Now, with a first-person narrator, this leaves open the following possibilities:
"Have you been to lunch?" she asked. "I was going to leave immediately."
--or--
"Have you been to lunch?" she asked. I was going to leave immediately.
Sometimes Jensen appears to be introducing a consistency, where all stretches of dialog begin with --. But sometimes not, and consistency doesn't mean "sometimes." Grrrarrr.
I understand that there are times when obfuscation lends depth to the text and variety of meanings and blah blah etc. But I will submit that who is going to leave immediately to get their lunch is not one of those times. No. Obfuscation on the lunch question is a boring annoyance, not a bit of fascinating depth and insight into the human condition.
We have dialog punctuation conventions for a reason. If you choose not to use them, I would like to see a very, very, very good reason why not. And "I thought it looked arty on the page" is not a very, very, very good reason. It's not even a mediocre reason, actually. Why not mark the end of a bit of dialog? Tell me: why not? Why not consistently mark the beginning?
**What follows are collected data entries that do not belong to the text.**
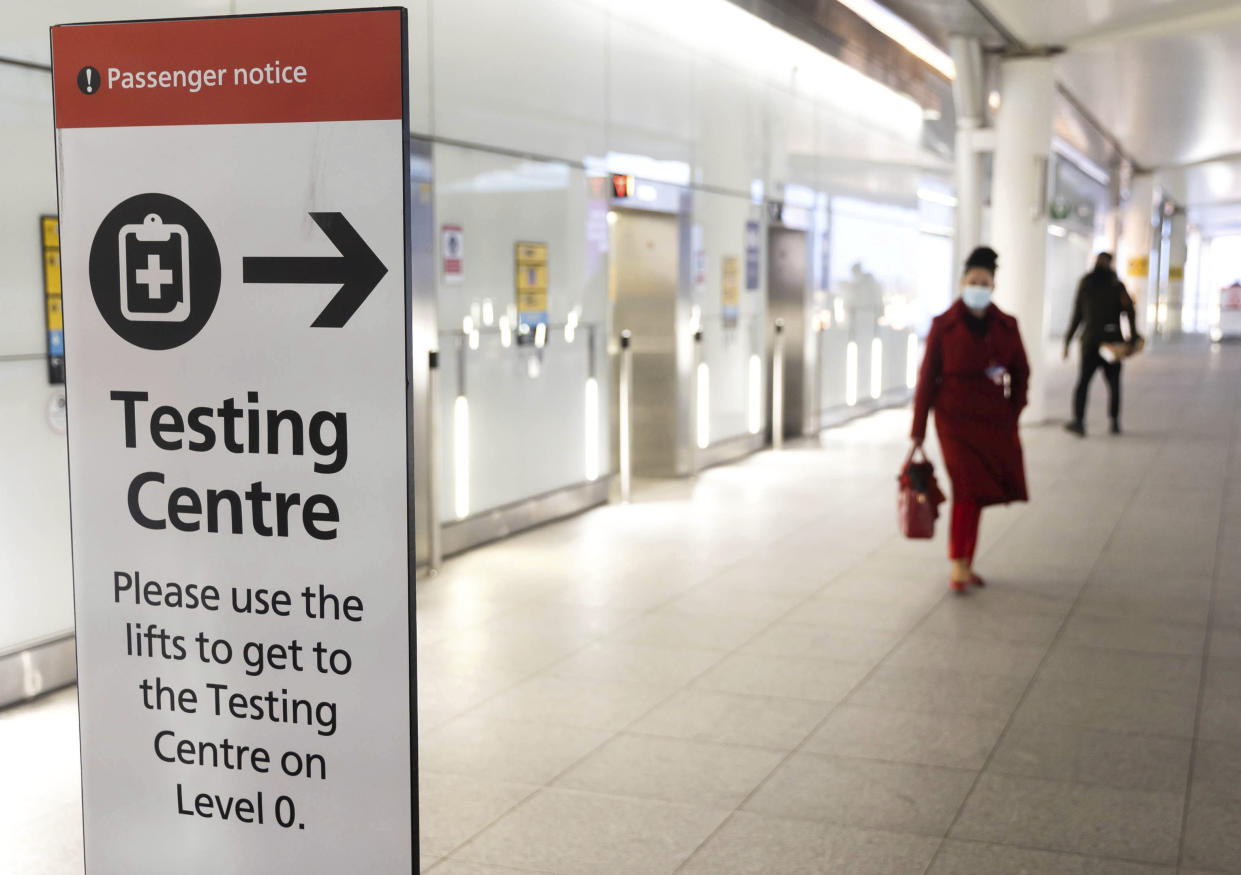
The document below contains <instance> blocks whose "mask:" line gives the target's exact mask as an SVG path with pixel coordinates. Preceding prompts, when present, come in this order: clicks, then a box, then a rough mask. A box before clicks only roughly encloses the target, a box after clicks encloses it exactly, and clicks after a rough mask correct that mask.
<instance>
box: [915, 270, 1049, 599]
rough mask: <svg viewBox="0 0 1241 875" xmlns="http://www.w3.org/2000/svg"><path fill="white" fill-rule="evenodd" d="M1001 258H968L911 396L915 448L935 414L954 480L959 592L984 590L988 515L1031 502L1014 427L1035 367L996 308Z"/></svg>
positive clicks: (1024, 470)
mask: <svg viewBox="0 0 1241 875" xmlns="http://www.w3.org/2000/svg"><path fill="white" fill-rule="evenodd" d="M995 258H997V256H995V251H994V249H989V248H987V247H980V248H977V249H974V251H973V252H972V253H970V254H969V258H968V259H967V261H965V273H964V276H963V277H962V278H961V287H962V290H961V298H959V299H958V300H957V302H956V303H953V305H952V307H949V308H948V309H947V310H946V312H944V313H942V314H939V315H938V316H936V318H934V319H933V320H932V321H931V333H930V334H928V335H927V348H926V356H925V357H923V359H922V371H921V372H920V375H918V387H917V391H916V392H915V395H913V431H912V437H913V443H915V446H921V444H922V441H923V438H925V437H926V432H927V416H928V415H930V412H931V411H932V410H933V411H934V424H936V433H937V434H938V437H939V449H941V451H943V462H944V465H946V467H947V468H948V477H949V479H951V480H952V524H951V526H949V530H948V559H949V560H951V561H952V570H951V572H949V578H948V580H949V585H951V586H952V588H953V590H954V591H957V592H963V591H964V590H965V587H967V586H968V585H970V583H973V585H974V586H983V580H982V578H980V577H979V576H978V575H975V573H974V571H973V563H974V546H975V544H977V542H978V523H979V518H980V515H982V509H983V508H985V506H988V505H992V504H1008V503H1009V501H1025V500H1026V498H1028V495H1026V489H1025V464H1024V463H1023V460H1021V439H1020V438H1019V437H1018V431H1016V420H1018V416H1019V415H1020V413H1021V408H1023V407H1025V396H1026V387H1028V386H1029V381H1030V364H1029V361H1028V360H1026V357H1025V348H1024V346H1023V345H1021V335H1020V333H1019V331H1018V328H1016V319H1014V318H1013V316H1010V315H1008V314H1006V313H1003V312H1000V309H999V308H998V307H995V304H993V303H992V290H993V288H994V287H995Z"/></svg>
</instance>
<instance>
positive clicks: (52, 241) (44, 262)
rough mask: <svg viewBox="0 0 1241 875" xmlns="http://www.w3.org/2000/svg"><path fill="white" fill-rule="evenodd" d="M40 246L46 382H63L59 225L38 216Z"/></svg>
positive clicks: (62, 347)
mask: <svg viewBox="0 0 1241 875" xmlns="http://www.w3.org/2000/svg"><path fill="white" fill-rule="evenodd" d="M38 226H40V232H41V237H42V246H43V298H45V308H46V312H47V381H48V382H51V384H53V385H55V384H62V382H65V318H63V315H62V310H61V300H62V298H61V225H60V221H58V220H57V218H56V216H40V218H38Z"/></svg>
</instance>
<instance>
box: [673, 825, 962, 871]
mask: <svg viewBox="0 0 1241 875" xmlns="http://www.w3.org/2000/svg"><path fill="white" fill-rule="evenodd" d="M938 844H939V840H938V839H934V838H928V837H925V835H911V834H907V833H891V832H880V830H869V829H855V828H850V827H838V825H833V824H827V823H808V822H804V820H783V819H778V818H771V817H764V815H759V814H751V813H748V812H737V813H736V814H733V815H732V817H731V818H728V822H727V823H725V824H724V827H722V828H721V829H720V832H717V833H716V834H715V835H712V837H711V838H710V840H707V843H706V844H705V845H704V846H702V848H701V849H699V851H697V853H696V854H694V856H692V858H690V861H689V863H688V864H686V865H685V869H683V870H681V871H683V873H685V875H773V874H776V873H778V874H779V875H838V874H840V873H848V874H849V875H922V871H923V870H925V869H926V865H927V863H928V861H930V860H931V856H932V855H933V854H934V851H936V848H937V846H938Z"/></svg>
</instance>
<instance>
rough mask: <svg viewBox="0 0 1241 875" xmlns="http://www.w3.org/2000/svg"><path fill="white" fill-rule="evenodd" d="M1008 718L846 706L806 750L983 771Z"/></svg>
mask: <svg viewBox="0 0 1241 875" xmlns="http://www.w3.org/2000/svg"><path fill="white" fill-rule="evenodd" d="M1004 722H1005V721H1004V720H995V719H992V720H988V719H984V717H972V716H969V715H959V714H958V715H949V714H923V712H918V711H903V710H896V709H884V707H871V706H866V705H853V704H845V705H840V706H839V707H836V710H834V711H833V712H831V716H830V717H829V719H828V721H827V722H825V724H824V725H823V726H822V727H820V729H819V730H818V731H817V732H815V734H814V735H813V736H810V738H809V740H808V741H807V742H805V750H808V751H813V752H817V753H828V755H833V756H845V757H866V758H871V760H891V761H896V762H913V763H923V765H928V766H949V767H953V768H968V770H979V768H982V767H983V763H984V762H985V761H987V756H988V753H990V751H992V747H993V746H994V745H995V741H997V738H999V735H1000V731H1001V730H1003V729H1004Z"/></svg>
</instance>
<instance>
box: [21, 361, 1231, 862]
mask: <svg viewBox="0 0 1241 875" xmlns="http://www.w3.org/2000/svg"><path fill="white" fill-rule="evenodd" d="M1064 377H1065V374H1064V371H1060V372H1057V374H1056V375H1055V377H1054V382H1055V385H1056V386H1057V391H1061V390H1062V388H1064V386H1062V384H1064ZM1126 390H1127V415H1126V424H1127V427H1128V433H1127V434H1126V436H1124V437H1122V438H1112V437H1109V436H1107V434H1106V433H1104V428H1103V424H1104V423H1103V421H1102V408H1103V397H1102V395H1103V392H1102V382H1100V384H1097V385H1096V387H1095V398H1093V417H1095V418H1092V420H1091V422H1090V427H1091V437H1090V438H1088V439H1087V441H1077V439H1075V438H1072V437H1070V436H1067V434H1065V433H1064V432H1061V431H1060V429H1059V428H1056V427H1041V428H1029V429H1026V431H1025V433H1024V441H1025V446H1026V453H1028V460H1029V472H1030V483H1031V491H1033V495H1034V501H1033V503H1031V504H1029V505H1021V506H1013V508H1003V509H994V510H988V511H987V514H985V516H984V520H983V542H982V555H980V561H979V570H980V571H982V572H983V573H984V575H985V576H987V578H988V581H989V583H990V585H989V586H988V587H987V588H985V590H983V591H975V592H972V593H969V595H968V596H967V597H953V596H949V595H948V593H947V592H946V580H944V565H946V563H944V561H943V560H942V555H943V531H942V526H941V532H939V537H938V539H937V541H936V542H934V544H923V542H908V541H903V540H901V539H900V537H897V536H896V535H895V532H894V524H892V513H894V511H892V505H894V501H892V499H894V495H892V491H894V480H892V478H894V474H895V470H896V467H897V464H898V462H900V458H901V455H902V452H903V449H905V438H903V434H905V432H906V428H907V422H908V420H907V417H908V413H907V412H905V411H892V412H885V413H880V415H877V416H874V417H870V418H866V420H860V421H856V422H854V423H851V424H849V426H846V427H843V428H839V429H835V431H831V432H828V433H825V434H824V436H823V438H822V441H819V442H815V443H813V444H804V446H798V447H794V448H792V449H788V451H786V452H783V453H778V454H773V453H763V454H759V455H756V457H753V458H751V459H748V460H746V462H743V463H740V464H736V465H730V467H725V468H717V469H712V470H710V472H706V473H704V474H702V475H701V477H699V478H697V479H696V480H695V482H692V483H675V484H658V485H654V487H648V488H647V489H645V490H644V491H643V493H642V495H640V500H639V501H637V503H635V504H633V505H629V506H609V508H603V509H599V510H597V511H592V513H589V514H586V515H582V516H580V518H576V519H571V520H567V521H565V523H561V524H557V525H551V526H546V527H542V529H539V530H536V531H532V532H527V534H525V535H522V536H519V537H515V539H511V540H509V541H505V542H503V544H499V545H495V546H491V547H486V549H482V550H478V551H474V552H470V554H468V555H465V556H462V557H459V559H455V560H452V561H449V562H448V565H447V567H446V568H444V571H443V573H442V575H441V576H438V577H437V578H434V580H431V581H426V582H423V583H419V586H418V616H419V665H421V678H419V686H421V696H419V701H421V719H419V724H421V748H422V757H421V766H422V851H423V868H424V870H429V871H432V873H434V874H436V875H486V874H491V875H499V874H508V875H514V874H515V873H526V874H527V875H529V874H530V873H544V874H551V875H592V874H599V875H603V874H607V875H613V874H618V875H619V874H624V875H628V874H640V875H647V874H650V875H655V874H659V873H666V874H671V873H694V874H701V875H732V874H738V875H740V874H758V873H763V874H772V875H802V874H825V873H846V874H849V875H906V874H908V875H927V874H930V875H1008V874H1010V873H1028V874H1030V875H1159V874H1162V875H1176V874H1178V873H1179V874H1180V875H1205V874H1207V873H1216V874H1217V873H1241V789H1239V788H1241V408H1239V402H1241V349H1237V348H1225V349H1222V350H1217V351H1210V350H1207V348H1206V346H1205V345H1191V344H1186V345H1184V346H1180V348H1176V349H1167V348H1165V349H1162V350H1155V351H1153V352H1152V354H1150V355H1147V356H1144V357H1143V359H1140V360H1138V361H1137V362H1134V364H1133V365H1132V366H1129V367H1128V374H1127V382H1126ZM74 729H76V727H74V712H73V699H72V694H58V695H55V696H51V698H48V699H46V700H43V701H41V702H37V704H35V705H31V706H26V707H22V709H15V710H11V711H9V712H5V714H0V776H4V777H5V778H7V777H9V776H11V774H17V782H16V787H17V789H14V787H15V784H14V782H11V781H7V779H5V781H4V782H2V783H0V871H4V873H9V871H20V873H62V871H74V870H77V869H79V868H81V840H79V833H78V813H77V796H76V793H77V788H76V756H77V747H76V743H74V741H76V736H74ZM35 738H37V740H40V741H38V743H35V742H34V741H32V740H35ZM30 750H35V751H36V756H34V757H31V756H30V755H29V751H30ZM24 751H25V752H24ZM2 830H9V832H7V833H5V832H2ZM6 855H7V856H6Z"/></svg>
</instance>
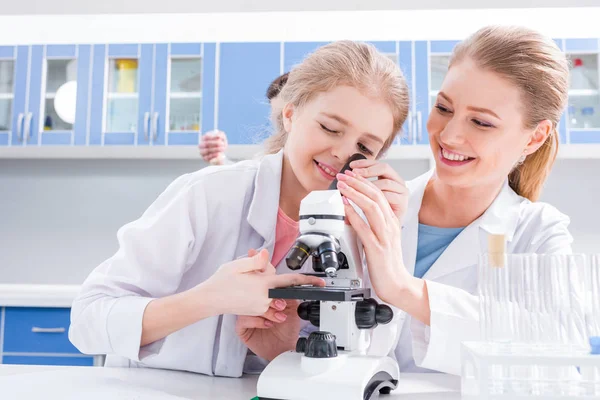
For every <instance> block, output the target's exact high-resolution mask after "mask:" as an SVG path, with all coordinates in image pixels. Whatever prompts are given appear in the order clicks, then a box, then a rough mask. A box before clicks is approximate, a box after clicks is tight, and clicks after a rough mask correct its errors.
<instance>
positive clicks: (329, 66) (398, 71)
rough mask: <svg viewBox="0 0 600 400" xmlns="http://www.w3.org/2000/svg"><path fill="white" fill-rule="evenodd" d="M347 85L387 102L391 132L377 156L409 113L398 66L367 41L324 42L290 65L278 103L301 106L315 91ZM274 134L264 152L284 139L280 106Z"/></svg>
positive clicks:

Quotation marks. I don't care if they're single or double. They are your friends. Use them. If you don't know how, that is your zeroth task in writing a novel, before a plot outline or a character sketch or an organic flowing beginning or whatever it is that floats your very own little fruitbat writer boat. Quotation marks. I really mean it. I will put up with this behavior in some writers who are otherwise very good*, but I won't like it in them, either. I'll praise their book and then complain about the stupid dialog conventions.
Yes, I realize that I am a mean, horrible, cranky, rigid person. Deal.